Location
- 250 Bathurst Glen Thornhill, Ontario Canada

Information
- Motto: Ki Ner Mitzva V'Torah Ohr כי נר מצוה ותורה אור
- Established: 1959
- Head teacher: Uri S. Mayerfeld and Meyer D. Greenberger
- Accreditation: Full Ontario Diploma
- Affiliation: Orthodox
- Website: neryisroel.info

= Yeshivas Ner Yisroel of Toronto =

Yeshivas Ner Yisroel of Toronto (Ner Israel Yeshiva College) (נר ישראל) is a Haredi yeshiva (Jewish educational institution) in Vaughan, Ontario, Canada with government recognition of its degree-granting programs. The yeshiva includes both a Beis Midrash program and a high school.

==Programs==
The yeshiva has been granted restricted degree-granting authority by the Legislative Assembly of Ontario, to grant degrees in the field of religious studies and research in higher Jewish learning at the Bachelors, and Masters levels. In addition, the college offers University Diplomas and Certificates.

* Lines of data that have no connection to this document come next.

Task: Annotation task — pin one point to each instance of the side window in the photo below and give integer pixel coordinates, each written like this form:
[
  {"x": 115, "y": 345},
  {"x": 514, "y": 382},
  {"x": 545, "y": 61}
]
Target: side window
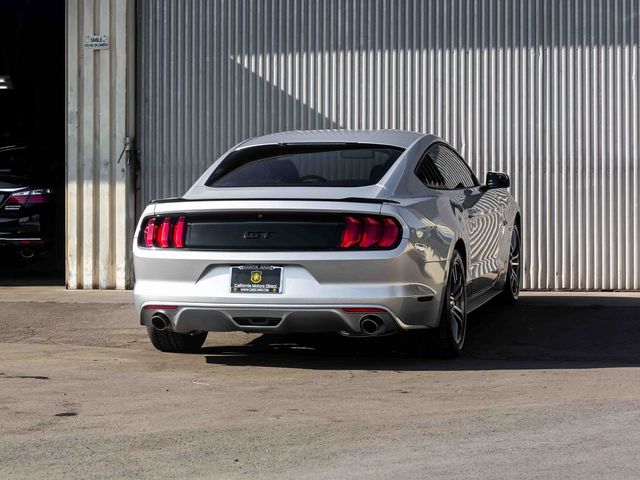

The current Roshei HaYeshiva (headmasters) are Rabbi Uri Mayerfeld and Rabbi Meyer D. Greenberger. The Menahel of the High School is Rabbi Dov Diena. The Mashgiach of the High School is Rabbi Yerucham F. Kravetz.

==History==
The yeshiva was established by Rabbi Sholom Gold in 1959 as a branch of Yeshivas Ner Yisroel in Baltimore (NIRC).
Meyer Lebovic and Rabbi Moshe Hochman were also involved. The yeshiva opened in September of that year with 12 students. The yeshiva was located on Finch Avenue for 27 years. The yeshiva has grown to approximately 130 students since then. It is no longer affiliated with Ner Yisroel in Baltimore.

Rabbi Yaakov Weinberg assumed the post of Rosh Yeshiva until 1971. The yeshiva was next headed by Rabbi Naftali Friedler. The mantle of Rosh Yeshiva was then assumed by Rabbi Gavriel Ginsburg in 1988.